In 1885 he went to Kharkov, where he worked as a proofreader in the newspaper "Yuzhny Krai", in the autumn of the same year he was mobilized into the army and sent to serve in the Turkestan Military District. In 1886 in Orenburg he was arrested again for distribution of illegal literature, later he was imprisoned in Izium and Kharkov. In 1888 he was sentenced to 5 years of exile in the Irkutsk Governorate. In 1889, he took part in the drafting and distribution of the "Statement to the Russian Government" against the brutal massacre of prisoners on March 22, 1889. After the text of the statement appeared in the foreign press, he was arrested and accused of drafting a political appeal. In 1889 he was arrested again and imprisoned in Irkutsk for 3.5 years.
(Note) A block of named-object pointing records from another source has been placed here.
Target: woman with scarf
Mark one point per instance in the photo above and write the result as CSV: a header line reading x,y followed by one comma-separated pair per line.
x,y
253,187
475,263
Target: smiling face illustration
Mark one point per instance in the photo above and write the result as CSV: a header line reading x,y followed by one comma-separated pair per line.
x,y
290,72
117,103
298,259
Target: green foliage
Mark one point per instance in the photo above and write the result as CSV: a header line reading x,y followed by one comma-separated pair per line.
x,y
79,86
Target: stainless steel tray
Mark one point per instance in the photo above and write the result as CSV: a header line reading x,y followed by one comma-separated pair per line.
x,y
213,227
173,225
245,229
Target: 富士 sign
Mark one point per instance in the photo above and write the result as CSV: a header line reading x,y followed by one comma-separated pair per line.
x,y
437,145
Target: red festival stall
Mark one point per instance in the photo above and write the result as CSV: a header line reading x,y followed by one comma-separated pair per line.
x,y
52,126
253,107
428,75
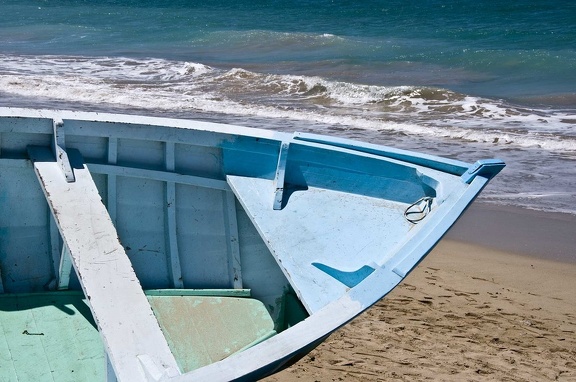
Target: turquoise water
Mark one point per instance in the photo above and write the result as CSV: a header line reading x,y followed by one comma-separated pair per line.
x,y
465,79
Later he was in exile in Vilyuysk and Yakutsk, and then in Tobolsk, where he died of tuberculosis and was buried at the Zavalnoye Cemetery.

== Literary works ==
Hrabovsky was one of the representatives of Ukrainian revolutionary democratic poetry of the late 19th-century and a follower of the tradition of Taras Shevchenko. He considered literature as a means of combating injustice and social evil and was an opponent of the art for art's sake slogan. Poetry, according Hrabovsky, should be a "bold voice for all the offended and oppressed." Many of his poems are sad and were written under the impression of imprisonment. The optimistic feature of Grabovsky's poetry is hope for a better future, despite all the grief of his personal life, good nature, and a call to goodness.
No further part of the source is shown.